公益社団法人発明協会

高度経済成長期

座席予約システム

発明技術開発の概要

 国鉄が日立製作所の協力を得て開発したMARS1は、中央の座席台帳とそれを管理する大型電子計算機、各窓口の端局装置、両者をつなぐ通信回線から構成された。座席用ファイルとして40万ビットの磁気ドラム記録装置を採用し、座席パターンの検索と更新のために、1列車の各座席の空き状況を示す900ビットのレジスタをはじめ、端末との通信用、予約通知書の印刷用、CRT表示用などに大容量のレジスタが使用された。窓口係員が利用者の申し込みを受けて端局装置を操作すると、情報は中央の電子計算機に送られ、所要の座席が割り当てられ、その結果が端局装置に返される。中央からの回答を端局装置の自動印刷機構が印刷する仕組みとなっていた16。

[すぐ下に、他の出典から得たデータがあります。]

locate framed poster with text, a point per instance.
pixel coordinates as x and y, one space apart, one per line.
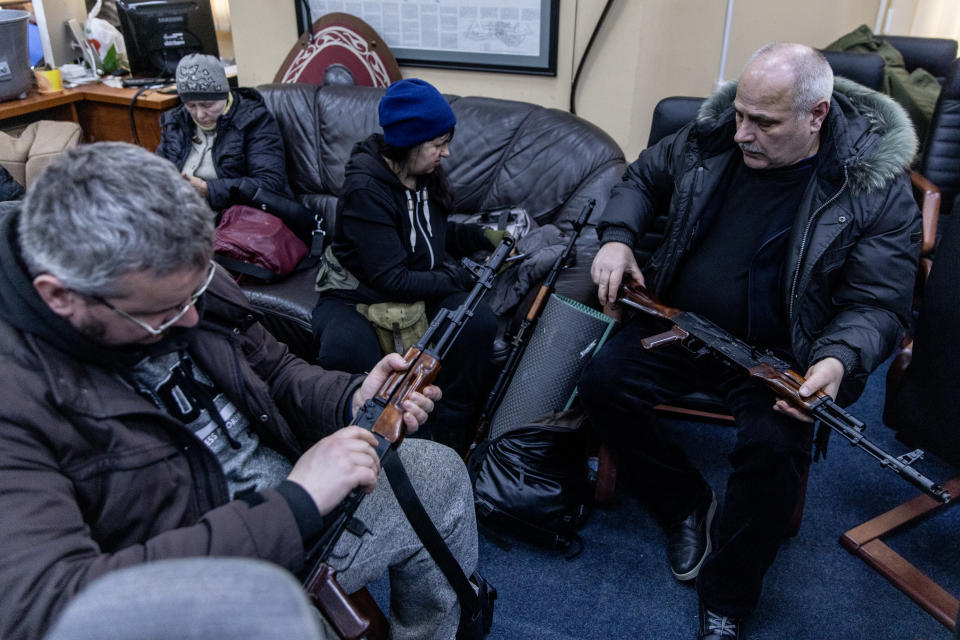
513 36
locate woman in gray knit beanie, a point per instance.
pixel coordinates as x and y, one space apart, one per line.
224 141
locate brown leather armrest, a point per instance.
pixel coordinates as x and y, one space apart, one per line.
929 210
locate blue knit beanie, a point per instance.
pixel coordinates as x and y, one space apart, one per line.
413 111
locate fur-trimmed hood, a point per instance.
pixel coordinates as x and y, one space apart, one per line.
867 132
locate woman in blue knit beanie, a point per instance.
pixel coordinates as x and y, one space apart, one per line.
392 238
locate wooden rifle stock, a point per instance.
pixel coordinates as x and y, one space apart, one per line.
519 342
331 600
701 336
383 415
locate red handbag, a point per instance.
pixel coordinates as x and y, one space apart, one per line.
253 243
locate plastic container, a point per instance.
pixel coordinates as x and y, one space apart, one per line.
15 74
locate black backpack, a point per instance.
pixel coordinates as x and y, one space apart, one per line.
531 482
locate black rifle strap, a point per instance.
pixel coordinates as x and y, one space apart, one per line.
247 268
427 532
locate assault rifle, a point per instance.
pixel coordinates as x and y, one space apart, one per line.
518 343
383 415
700 336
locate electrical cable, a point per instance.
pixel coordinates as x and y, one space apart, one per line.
132 108
586 52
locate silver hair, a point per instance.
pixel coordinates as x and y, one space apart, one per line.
813 76
101 211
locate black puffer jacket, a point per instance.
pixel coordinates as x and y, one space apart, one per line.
247 152
95 477
394 240
852 256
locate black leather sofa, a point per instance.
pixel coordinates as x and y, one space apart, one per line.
504 154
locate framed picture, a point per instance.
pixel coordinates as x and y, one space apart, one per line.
511 36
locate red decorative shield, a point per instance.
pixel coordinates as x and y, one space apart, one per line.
341 43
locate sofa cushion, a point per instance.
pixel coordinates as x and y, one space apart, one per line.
504 153
26 155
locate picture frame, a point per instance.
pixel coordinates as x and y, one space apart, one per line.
507 36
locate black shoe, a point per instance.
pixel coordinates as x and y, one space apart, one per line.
688 541
716 627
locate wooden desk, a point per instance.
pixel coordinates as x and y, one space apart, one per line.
102 111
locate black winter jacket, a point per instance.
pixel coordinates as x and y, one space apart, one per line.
95 477
394 240
248 151
852 255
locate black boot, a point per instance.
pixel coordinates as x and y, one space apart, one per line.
688 541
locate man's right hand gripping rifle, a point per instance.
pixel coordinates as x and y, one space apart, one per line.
613 264
393 401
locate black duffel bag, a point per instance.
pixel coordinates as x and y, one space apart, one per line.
532 481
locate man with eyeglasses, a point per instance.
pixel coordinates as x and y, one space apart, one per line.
149 416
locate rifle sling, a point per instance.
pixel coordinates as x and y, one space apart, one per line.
428 534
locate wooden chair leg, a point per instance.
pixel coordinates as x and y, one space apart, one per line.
866 542
606 475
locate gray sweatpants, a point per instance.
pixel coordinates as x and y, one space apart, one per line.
422 603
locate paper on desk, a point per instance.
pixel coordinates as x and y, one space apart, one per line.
76 74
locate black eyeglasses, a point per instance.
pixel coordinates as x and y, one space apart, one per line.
156 331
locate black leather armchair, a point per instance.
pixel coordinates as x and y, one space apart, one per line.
504 154
933 54
864 68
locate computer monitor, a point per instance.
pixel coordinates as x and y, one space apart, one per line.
160 32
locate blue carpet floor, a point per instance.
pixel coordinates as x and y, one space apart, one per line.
621 587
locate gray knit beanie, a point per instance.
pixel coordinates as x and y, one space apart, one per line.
201 77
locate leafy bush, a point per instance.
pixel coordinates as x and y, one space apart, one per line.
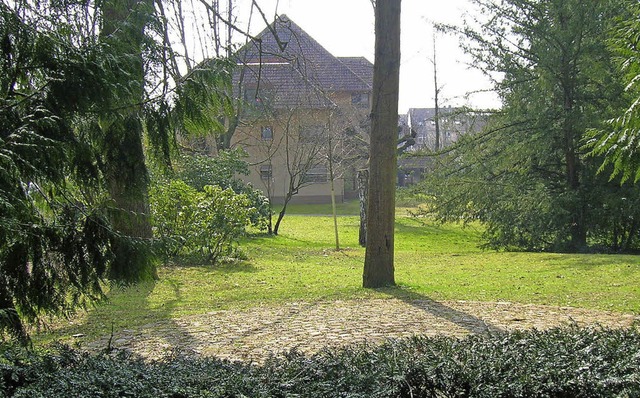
203 225
569 362
201 170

また、当時としては珍しいCRTを備えた端末装置も導入された。

 MARS1の後継機として開発されたMARS101は、二重系のマルチコンピュータシステムで、1組の主コンピュータと、3組の副コンピュータから構成された。主コンピュータはスループットを最大にするように仕事の流れを制御することと、リアルタイムでない他の処理の実行を行い、3台の副コンピュータは、通信制御、テーブル検索及び座席データの管理を担当した。高度な割り込み機能、メモリを時分割使用するデータチャネルと、チャネル制御にメモリを利用する入出力チャネルを備え、入出力装置の同時使用性を高めた。また、新たに多数の係員が発券業務を行うことから、キーボード操作になじみが少ない係員のために、活字用印字の付いた棒(活字棒)を装置に差し込むことによって、データ入力と券面の印刷ができる仕組みも採用された。